Negative Pickup Deal
 Since the buyer has already committed to purchasing the film
in a negative pickup deal, the producer has a free hand,
subject only to satisfying his investors.
 This may result in the producer reducing the riskiness of the
film and the quality of the end-product as well.
 For example, in Terry Gilliam's Brazil, the producer, Arnon
Milchan, had a negative pickup from Universal Pictures. The
studio had creative disagreements with the director over
choice of star, content and duration, and failed to resolve
these issues to its satisfaction, because the negative pickup
had essentially granted Milchan final cut.
 The studios and distributors will contain this risk by offering
the negative pickup contract only to a production that has
financiers, a script, and key creative personnel, particularly
the director and stars.
Presale Financing Deals
 This is the funding of a film’s production costs
through the granting of a license for the film’s
rights by a producer to a distributor in a
particular media or territory before the
completion of a film.
 Presales can take the form of funds, guarantees,
or commitments.
 Even if the presale does not provide immediate
funds, it can be used as collateral for a loan,
similar to the negative pickup deal.
Completion Guarantee
 Banks and other investors are interested in ensuring that
the film is completed – without a completed film, there is
little chance of their recouping any of their investment.

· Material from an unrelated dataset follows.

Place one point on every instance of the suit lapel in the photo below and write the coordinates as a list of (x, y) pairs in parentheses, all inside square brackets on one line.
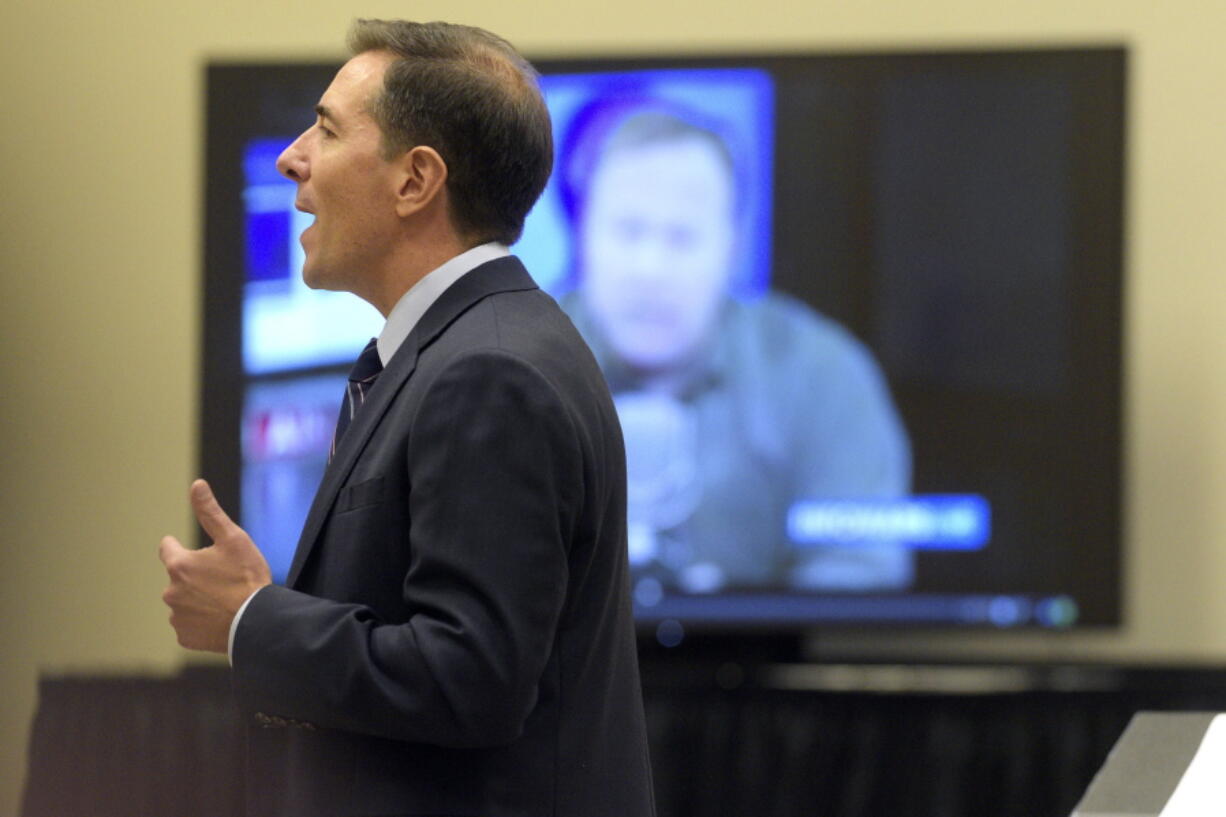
[(500, 275)]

 Furthermore, given the nature of pay-or-play contracts, if
a film is stopped midway, it may require a large
investment for it to be resumed.
 A completion guarantor is a company that agrees
 either to advance all sums required to complete payment of a
production cost of a picture if that cost exceeds the budget,
 or to repay the sums a financier has loaned or invested.
 The completion guarantor charges a fee that could be up
to 6% of the film’s budget.
Completion Guarantee
 A completion guarantor itself needs financial
backing. This is obtained by the insuring of the
completion guarantee.
 Financiers usually don’t have expertise in how a
film is made and what aspects of the film
production are likely to delay the completion of
the film or to cause it to exceed its budget.
 Completion guarantors are knowledgeable in
this respect and thus add value.
 The guarantor inspects the budget, script and
the shooting schedule to ensure that the film is
feasible.
Completion Guarantee
 The guarantor ensures that
 finance equal to the approved budget for the film is available
 all personnel - artistic and technical - are available for, and
indeed capable of, the making and completion of the film
 that insurance, studio and location arrangements are satisfactory
 that the documents to the acquisition of the basic story and/or
novel, the screenplay and the music in order to be sure that the
production company is entitled to make the film.
 that service agreements with the director and artists do not grant
rights which would seriously endanger the delivery of the film
 The guarantor closely monitors the shooting of the film
and receives daily shooting progress reports and regular
cost reports.
 It also monitors the post-production schedule until the
film is actually delivered to the distributor.